Dogs with naturally occurring lymphoma, diagnosed by cytology or histology at the Mona Campbell Centre for Animal Cancer, University of Guelph, who had received no prior treatment other than a single injection of prednisone were eligible for this study. No breed, sex or age restrictions were in place, but dogs with other concurrent neoplasms or prior neoplasms including lymphoma were excluded. Lymphomas were immunophenotyped by flow cytometry [10]. Dogs were enrolled with the intention to treat with standard CHOP therapy and were monitored by physical examinations ± diagnostic imaging for a minimum of 6 months to categorize response as complete remission or not by WHO criteria [11]. Dogs lost to follow-up, or not progressed at last check were censored for PFS.

RNA-Seq data generation and processing

Tumor samples were collected by fine needle aspirate and expressed into sterile collection vials containing 1.0 ml of RNAprotect Cell Reagent (Qiagen). Poly A-RNA was isolated from the tissue samples using QIAGEN RNeasy isolation kit and quantified using a Nanodrop spectrophotometer. The RNA integrity number (RIN) was calculated for each sample using Bioanalyzer analysis. Twenty-five samples with RIN above 9 were selected for sequencing, including 16 immunophenotyped as B-cell lymphoma, three immunophenotyped as T-cell lymphoma, and six patients with missing immunophenotype. The selected samples were sequenced using the Illumina NextSeq platform by the London Regional Genomics Centre, London, ON, Canada. The sequence data were returned in single read 75 bp fastq format. Data Set 1 contains the RNA sequencing results for this publication, which have been deposited in NCBI’s Gene Expression Omnibus and are accessible through GEO Series accession number GSE130874 [12].

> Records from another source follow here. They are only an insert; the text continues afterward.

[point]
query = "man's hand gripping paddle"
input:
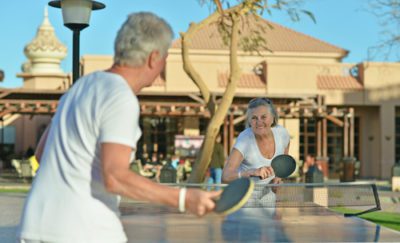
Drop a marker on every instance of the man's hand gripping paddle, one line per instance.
(234, 196)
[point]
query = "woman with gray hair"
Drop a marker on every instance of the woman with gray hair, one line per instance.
(256, 146)
(84, 155)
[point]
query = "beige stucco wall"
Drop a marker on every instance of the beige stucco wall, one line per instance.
(291, 75)
(27, 131)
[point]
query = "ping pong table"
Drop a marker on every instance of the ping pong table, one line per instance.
(152, 223)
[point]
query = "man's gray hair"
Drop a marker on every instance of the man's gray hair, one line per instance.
(256, 102)
(142, 33)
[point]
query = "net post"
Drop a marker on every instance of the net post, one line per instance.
(376, 208)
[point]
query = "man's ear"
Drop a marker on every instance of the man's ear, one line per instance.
(153, 58)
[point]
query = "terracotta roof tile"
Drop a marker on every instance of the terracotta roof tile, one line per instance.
(247, 80)
(338, 82)
(278, 38)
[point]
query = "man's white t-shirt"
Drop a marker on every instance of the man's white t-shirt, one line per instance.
(68, 201)
(246, 144)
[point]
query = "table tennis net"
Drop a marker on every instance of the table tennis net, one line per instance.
(357, 197)
(338, 195)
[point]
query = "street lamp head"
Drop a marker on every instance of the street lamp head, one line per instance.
(76, 13)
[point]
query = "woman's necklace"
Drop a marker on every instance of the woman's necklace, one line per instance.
(266, 146)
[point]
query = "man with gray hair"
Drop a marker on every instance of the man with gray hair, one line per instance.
(84, 155)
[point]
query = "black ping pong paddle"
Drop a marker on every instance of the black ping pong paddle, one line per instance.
(234, 196)
(283, 165)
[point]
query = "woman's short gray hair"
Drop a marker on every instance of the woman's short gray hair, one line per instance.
(256, 102)
(142, 33)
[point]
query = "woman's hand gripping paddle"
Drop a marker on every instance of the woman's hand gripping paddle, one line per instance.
(284, 165)
(234, 196)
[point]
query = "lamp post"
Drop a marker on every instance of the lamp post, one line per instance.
(76, 16)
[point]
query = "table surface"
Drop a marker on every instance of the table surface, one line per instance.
(153, 223)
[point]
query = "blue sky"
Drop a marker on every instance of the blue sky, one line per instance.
(340, 22)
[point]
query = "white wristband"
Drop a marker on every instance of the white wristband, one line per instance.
(182, 197)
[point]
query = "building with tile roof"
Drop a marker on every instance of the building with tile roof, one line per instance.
(332, 109)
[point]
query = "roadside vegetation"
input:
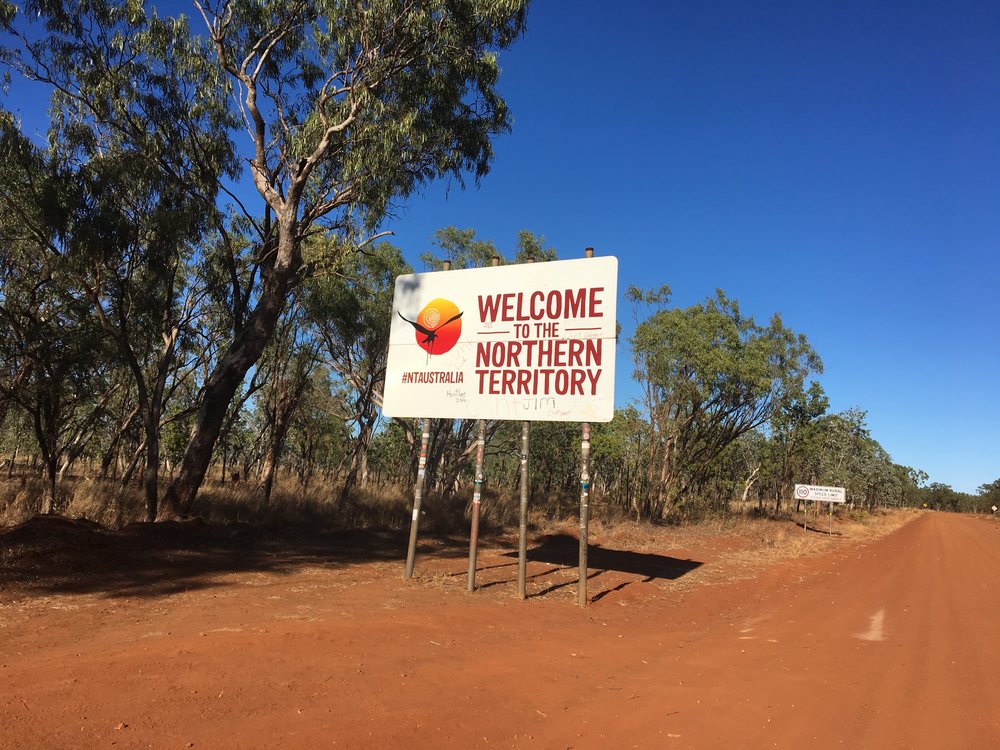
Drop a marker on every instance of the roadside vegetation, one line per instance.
(174, 347)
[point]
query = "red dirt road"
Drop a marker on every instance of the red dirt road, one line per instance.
(889, 644)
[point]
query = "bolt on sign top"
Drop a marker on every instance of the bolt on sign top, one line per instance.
(531, 342)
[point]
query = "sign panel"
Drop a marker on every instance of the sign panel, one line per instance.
(821, 494)
(531, 342)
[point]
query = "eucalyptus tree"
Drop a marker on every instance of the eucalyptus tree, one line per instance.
(288, 363)
(351, 312)
(342, 107)
(792, 426)
(709, 374)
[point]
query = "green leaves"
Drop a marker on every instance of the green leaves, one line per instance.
(710, 374)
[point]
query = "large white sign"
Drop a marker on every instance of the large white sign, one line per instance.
(526, 342)
(821, 494)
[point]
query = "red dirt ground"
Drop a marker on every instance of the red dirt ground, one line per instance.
(188, 636)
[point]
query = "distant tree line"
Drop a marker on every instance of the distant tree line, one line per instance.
(161, 333)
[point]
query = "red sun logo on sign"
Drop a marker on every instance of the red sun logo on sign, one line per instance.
(438, 326)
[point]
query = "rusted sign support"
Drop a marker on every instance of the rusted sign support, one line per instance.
(477, 492)
(477, 501)
(418, 487)
(418, 496)
(522, 538)
(522, 541)
(581, 596)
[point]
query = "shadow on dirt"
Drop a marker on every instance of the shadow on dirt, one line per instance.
(563, 550)
(52, 554)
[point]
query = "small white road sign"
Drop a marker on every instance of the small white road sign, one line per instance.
(820, 494)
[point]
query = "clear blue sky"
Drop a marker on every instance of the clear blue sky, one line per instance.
(838, 163)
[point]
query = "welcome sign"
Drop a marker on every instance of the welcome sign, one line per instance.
(525, 342)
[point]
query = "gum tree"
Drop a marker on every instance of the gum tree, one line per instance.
(331, 110)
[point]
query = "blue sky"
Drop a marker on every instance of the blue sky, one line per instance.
(838, 163)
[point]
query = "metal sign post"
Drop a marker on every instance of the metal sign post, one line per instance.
(581, 592)
(477, 491)
(477, 495)
(418, 487)
(810, 493)
(418, 496)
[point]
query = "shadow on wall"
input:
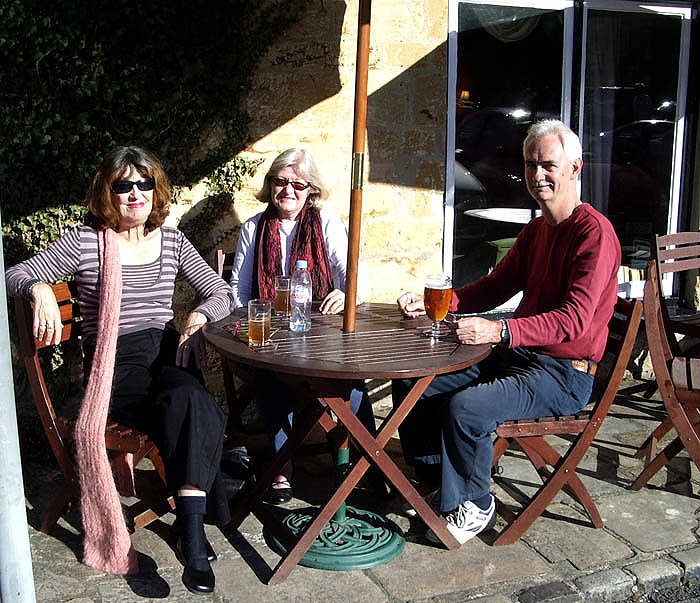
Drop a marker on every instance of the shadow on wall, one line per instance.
(406, 125)
(84, 76)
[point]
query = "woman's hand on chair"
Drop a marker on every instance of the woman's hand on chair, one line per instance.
(333, 303)
(47, 326)
(191, 341)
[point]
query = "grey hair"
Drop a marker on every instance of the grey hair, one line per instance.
(568, 138)
(304, 165)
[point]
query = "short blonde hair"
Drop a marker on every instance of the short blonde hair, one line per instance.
(304, 164)
(569, 140)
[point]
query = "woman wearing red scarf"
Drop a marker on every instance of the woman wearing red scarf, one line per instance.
(293, 227)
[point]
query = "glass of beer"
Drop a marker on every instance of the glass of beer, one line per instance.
(282, 307)
(259, 322)
(437, 297)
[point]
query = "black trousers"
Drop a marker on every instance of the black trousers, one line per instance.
(173, 407)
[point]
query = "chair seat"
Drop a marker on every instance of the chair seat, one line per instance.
(59, 430)
(558, 471)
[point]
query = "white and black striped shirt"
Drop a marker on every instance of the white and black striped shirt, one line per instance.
(147, 289)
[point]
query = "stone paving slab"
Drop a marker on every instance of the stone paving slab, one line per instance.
(690, 562)
(422, 570)
(582, 545)
(655, 574)
(651, 520)
(606, 585)
(649, 537)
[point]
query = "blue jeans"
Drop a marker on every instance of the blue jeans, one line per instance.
(453, 421)
(274, 400)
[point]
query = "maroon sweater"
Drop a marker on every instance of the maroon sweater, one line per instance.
(568, 276)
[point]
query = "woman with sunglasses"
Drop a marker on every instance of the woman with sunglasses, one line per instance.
(125, 262)
(293, 227)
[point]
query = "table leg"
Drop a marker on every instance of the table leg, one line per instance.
(373, 450)
(338, 537)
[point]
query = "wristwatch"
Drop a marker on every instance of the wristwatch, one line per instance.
(505, 333)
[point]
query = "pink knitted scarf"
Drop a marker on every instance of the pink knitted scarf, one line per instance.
(106, 543)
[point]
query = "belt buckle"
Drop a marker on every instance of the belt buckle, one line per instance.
(580, 365)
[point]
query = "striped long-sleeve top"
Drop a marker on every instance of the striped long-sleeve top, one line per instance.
(147, 289)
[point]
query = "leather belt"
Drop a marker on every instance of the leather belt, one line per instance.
(585, 366)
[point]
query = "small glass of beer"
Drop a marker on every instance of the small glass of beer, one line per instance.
(282, 307)
(259, 322)
(437, 297)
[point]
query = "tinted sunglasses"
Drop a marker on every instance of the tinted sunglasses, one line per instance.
(297, 185)
(124, 186)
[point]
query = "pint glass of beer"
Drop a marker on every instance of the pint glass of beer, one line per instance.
(259, 322)
(436, 297)
(282, 307)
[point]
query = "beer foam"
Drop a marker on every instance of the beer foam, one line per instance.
(438, 284)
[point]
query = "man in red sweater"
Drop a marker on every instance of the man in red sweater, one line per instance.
(565, 263)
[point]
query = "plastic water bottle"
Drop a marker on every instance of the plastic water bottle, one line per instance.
(300, 298)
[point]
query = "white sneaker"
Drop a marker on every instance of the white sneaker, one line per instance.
(466, 521)
(433, 500)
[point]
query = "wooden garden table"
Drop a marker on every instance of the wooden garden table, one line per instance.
(320, 366)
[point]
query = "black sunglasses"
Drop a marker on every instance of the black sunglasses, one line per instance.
(297, 185)
(124, 186)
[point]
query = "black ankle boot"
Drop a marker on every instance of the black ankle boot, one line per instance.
(197, 575)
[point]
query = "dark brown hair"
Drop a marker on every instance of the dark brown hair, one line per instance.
(101, 201)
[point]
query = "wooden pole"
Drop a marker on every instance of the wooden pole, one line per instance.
(358, 159)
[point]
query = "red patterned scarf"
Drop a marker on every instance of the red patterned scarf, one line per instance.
(309, 244)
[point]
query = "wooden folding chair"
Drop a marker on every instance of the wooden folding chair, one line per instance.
(238, 396)
(675, 253)
(530, 434)
(59, 429)
(678, 379)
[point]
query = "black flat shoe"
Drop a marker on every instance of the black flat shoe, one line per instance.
(198, 581)
(211, 554)
(278, 496)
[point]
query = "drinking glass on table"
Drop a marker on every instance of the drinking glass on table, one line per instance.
(282, 306)
(259, 322)
(437, 296)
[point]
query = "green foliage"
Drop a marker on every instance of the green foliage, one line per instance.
(229, 177)
(80, 77)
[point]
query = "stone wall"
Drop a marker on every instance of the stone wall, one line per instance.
(404, 167)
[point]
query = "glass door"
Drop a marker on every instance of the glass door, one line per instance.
(511, 63)
(633, 90)
(512, 67)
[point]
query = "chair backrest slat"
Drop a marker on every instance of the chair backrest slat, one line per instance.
(622, 335)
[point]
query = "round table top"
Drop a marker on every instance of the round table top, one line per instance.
(383, 346)
(514, 215)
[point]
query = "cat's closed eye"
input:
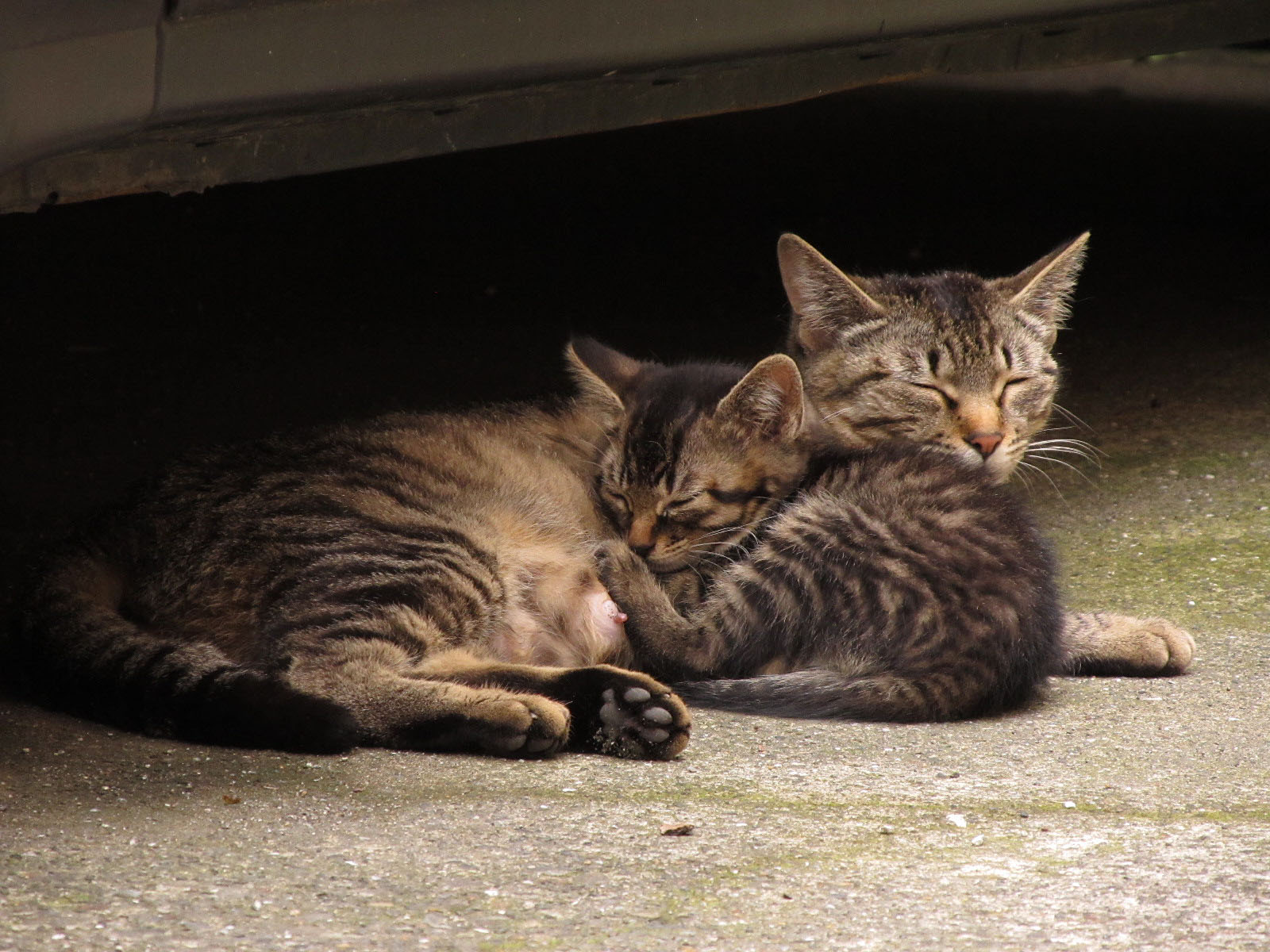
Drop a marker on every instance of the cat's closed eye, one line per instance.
(740, 495)
(679, 505)
(949, 400)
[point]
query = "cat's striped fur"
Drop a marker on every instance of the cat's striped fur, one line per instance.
(418, 582)
(895, 583)
(964, 363)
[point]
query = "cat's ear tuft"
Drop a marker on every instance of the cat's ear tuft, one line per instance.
(768, 401)
(825, 300)
(603, 376)
(1041, 294)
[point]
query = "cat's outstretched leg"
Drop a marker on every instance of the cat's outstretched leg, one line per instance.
(398, 706)
(1121, 645)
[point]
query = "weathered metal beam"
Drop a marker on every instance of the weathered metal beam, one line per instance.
(209, 146)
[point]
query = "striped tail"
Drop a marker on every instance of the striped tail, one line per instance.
(73, 651)
(822, 693)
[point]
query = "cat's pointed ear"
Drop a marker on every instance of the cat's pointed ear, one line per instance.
(1041, 294)
(603, 376)
(825, 300)
(768, 401)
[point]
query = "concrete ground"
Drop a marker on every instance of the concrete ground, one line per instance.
(1118, 814)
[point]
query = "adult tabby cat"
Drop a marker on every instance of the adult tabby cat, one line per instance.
(419, 582)
(964, 363)
(895, 583)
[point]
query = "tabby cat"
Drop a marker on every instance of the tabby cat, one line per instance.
(895, 583)
(964, 363)
(419, 582)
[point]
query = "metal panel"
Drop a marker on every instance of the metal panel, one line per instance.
(295, 88)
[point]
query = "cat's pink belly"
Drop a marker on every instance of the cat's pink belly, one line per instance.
(606, 619)
(588, 628)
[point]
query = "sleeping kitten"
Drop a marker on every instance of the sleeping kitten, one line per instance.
(963, 363)
(419, 582)
(895, 583)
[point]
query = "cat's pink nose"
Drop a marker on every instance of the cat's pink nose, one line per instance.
(984, 442)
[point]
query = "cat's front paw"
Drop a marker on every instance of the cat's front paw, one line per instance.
(641, 719)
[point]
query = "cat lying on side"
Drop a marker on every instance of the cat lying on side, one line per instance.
(419, 582)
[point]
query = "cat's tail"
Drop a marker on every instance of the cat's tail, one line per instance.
(73, 649)
(823, 693)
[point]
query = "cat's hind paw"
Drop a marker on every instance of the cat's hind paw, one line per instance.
(1106, 644)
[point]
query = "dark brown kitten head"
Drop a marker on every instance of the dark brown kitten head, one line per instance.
(700, 454)
(946, 359)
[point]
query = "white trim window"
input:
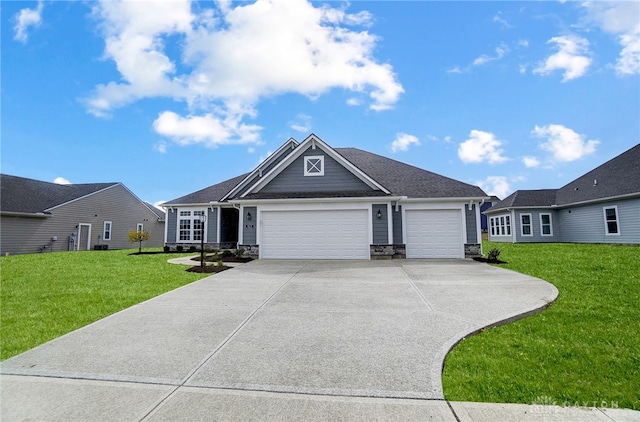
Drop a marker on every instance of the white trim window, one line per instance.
(611, 224)
(526, 228)
(190, 227)
(106, 230)
(501, 226)
(546, 225)
(314, 165)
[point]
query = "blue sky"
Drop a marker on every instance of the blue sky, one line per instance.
(169, 97)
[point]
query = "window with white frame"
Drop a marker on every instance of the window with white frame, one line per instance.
(611, 220)
(500, 226)
(525, 225)
(190, 226)
(546, 227)
(106, 230)
(314, 165)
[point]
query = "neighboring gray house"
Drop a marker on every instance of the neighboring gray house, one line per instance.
(38, 216)
(603, 206)
(309, 200)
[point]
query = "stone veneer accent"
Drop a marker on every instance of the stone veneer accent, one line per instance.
(472, 249)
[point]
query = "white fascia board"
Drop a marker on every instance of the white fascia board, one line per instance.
(25, 214)
(464, 200)
(87, 195)
(367, 199)
(317, 143)
(595, 201)
(291, 143)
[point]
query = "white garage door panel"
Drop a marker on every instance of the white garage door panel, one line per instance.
(340, 234)
(434, 234)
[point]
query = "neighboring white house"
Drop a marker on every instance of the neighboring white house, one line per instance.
(311, 201)
(602, 206)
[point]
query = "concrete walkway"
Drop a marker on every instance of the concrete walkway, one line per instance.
(285, 340)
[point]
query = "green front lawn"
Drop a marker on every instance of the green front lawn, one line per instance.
(583, 350)
(43, 296)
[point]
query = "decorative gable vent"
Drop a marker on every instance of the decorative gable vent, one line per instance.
(314, 165)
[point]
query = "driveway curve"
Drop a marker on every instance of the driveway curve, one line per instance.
(278, 332)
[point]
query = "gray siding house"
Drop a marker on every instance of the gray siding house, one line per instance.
(38, 216)
(308, 200)
(602, 206)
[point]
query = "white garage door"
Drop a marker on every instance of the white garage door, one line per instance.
(340, 234)
(434, 234)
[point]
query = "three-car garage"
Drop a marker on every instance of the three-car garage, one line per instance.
(346, 233)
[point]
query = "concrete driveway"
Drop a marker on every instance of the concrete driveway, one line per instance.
(285, 340)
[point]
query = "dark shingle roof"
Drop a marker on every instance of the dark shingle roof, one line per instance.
(19, 194)
(209, 194)
(617, 177)
(404, 179)
(527, 198)
(155, 210)
(397, 177)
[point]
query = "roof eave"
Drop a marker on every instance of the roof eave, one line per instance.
(26, 214)
(598, 200)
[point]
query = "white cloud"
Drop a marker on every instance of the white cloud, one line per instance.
(25, 19)
(563, 143)
(160, 147)
(301, 123)
(157, 205)
(208, 129)
(403, 141)
(481, 146)
(572, 57)
(231, 56)
(502, 21)
(61, 181)
(501, 51)
(495, 186)
(620, 18)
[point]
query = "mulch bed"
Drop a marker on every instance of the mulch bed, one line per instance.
(489, 261)
(209, 258)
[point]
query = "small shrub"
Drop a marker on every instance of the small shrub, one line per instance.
(493, 254)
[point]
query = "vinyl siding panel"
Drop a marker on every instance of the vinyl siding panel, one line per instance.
(536, 228)
(249, 227)
(212, 226)
(380, 225)
(172, 226)
(396, 217)
(115, 204)
(471, 223)
(336, 178)
(585, 224)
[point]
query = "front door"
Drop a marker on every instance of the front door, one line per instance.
(83, 243)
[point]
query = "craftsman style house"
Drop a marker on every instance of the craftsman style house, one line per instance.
(38, 216)
(602, 206)
(308, 200)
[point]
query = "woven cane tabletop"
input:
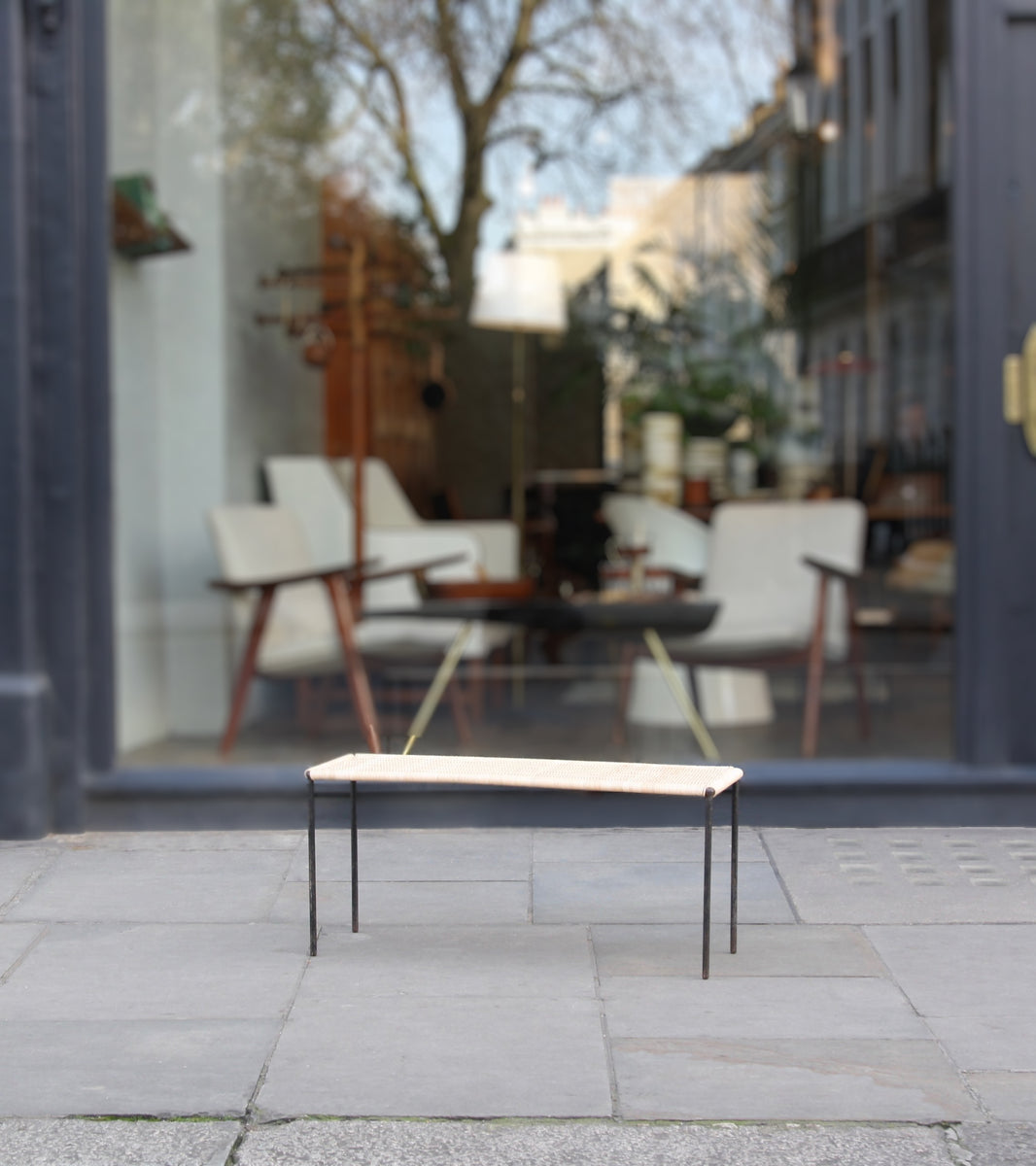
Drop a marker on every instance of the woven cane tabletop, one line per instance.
(592, 776)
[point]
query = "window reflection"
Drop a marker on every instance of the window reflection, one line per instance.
(749, 226)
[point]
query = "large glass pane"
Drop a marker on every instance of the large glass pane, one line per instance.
(614, 304)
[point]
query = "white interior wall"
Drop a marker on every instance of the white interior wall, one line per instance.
(201, 394)
(168, 373)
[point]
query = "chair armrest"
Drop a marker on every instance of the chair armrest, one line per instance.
(418, 570)
(499, 540)
(350, 571)
(832, 569)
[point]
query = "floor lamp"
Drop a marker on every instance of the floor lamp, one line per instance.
(519, 292)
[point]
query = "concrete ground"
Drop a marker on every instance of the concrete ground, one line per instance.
(533, 995)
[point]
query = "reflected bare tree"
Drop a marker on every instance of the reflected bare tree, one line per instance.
(429, 96)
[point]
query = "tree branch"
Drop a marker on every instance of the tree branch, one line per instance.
(400, 128)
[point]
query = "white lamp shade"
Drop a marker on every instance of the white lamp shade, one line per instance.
(518, 292)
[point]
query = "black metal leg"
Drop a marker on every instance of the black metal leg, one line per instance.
(355, 864)
(706, 909)
(734, 807)
(312, 868)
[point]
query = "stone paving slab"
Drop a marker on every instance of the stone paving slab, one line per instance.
(454, 961)
(675, 844)
(143, 886)
(962, 971)
(182, 840)
(586, 1144)
(16, 939)
(763, 949)
(137, 972)
(973, 983)
(18, 863)
(652, 893)
(838, 1009)
(1007, 1096)
(808, 1080)
(984, 1043)
(53, 1068)
(407, 904)
(443, 1058)
(910, 875)
(61, 1143)
(453, 856)
(999, 1146)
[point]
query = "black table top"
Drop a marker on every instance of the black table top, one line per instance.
(551, 615)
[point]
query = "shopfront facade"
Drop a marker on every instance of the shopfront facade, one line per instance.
(73, 354)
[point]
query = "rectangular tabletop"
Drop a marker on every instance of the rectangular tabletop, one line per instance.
(530, 772)
(633, 616)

The RNA-Seq reads were assessed for quality using FastQC [13]. The reference genome (CanFam3.1) and gene model (CanFam3.1.88.gtf) were downloaded from Ensembl [14]. The raw fastq reads were aligned to the CanFam3.1 reference sequence and CanFam3.1.88.gtf annotation file using Hisat2 [15]. StringTie [16] was used to annotate genes and quantify their expression. Fragments Per Kilobase Million (FPKM) values were calculated using the R package Ballgown [17] and are available in Data file 1 [12]. Raw transcript counts for expressed genes are available in Data file 2 [12]. Key patient details, including PFS are available in Data file 3 [18]. When we hierarchically clustered and visualized the RNA-Seq data from all sequenced samples, we observed two patient clusters corresponding to samples isolated by separate technicians, suggesting some batch effects existed between the patient clusters (Data file 4 [18]). While there were 1052 genes with unadjusted Cox Proportional Hazard model p-values < 0.05 (Data file 5 [18]), we were unable to confirm their significance in a validation set of cases. Thus, no research publication from this study was feasible. However, we feel the available data may be of use to others who are researching lymphoma in dogs and in humans (see Table 1).

Table 1 Overview of data files/data sets

Limitations

This study is limited by the small sample size, and technical issues resulting in batch effects further reducing the statistical power. The lack of complete immunophenotype information for all cases, and the lack of technical replicates (repeat sequencing) are also limitations. The selection of cases to sequence was initially influenced by client decision to treat their dogs with CHOP, and client consent to participate in this study. Recovery of sufficient total RNA of suitable quality from available cases and finances limited the RNA-Seq analysis to 25 samples. All or any of the above may have had unintended and unknown influence on the data obtained.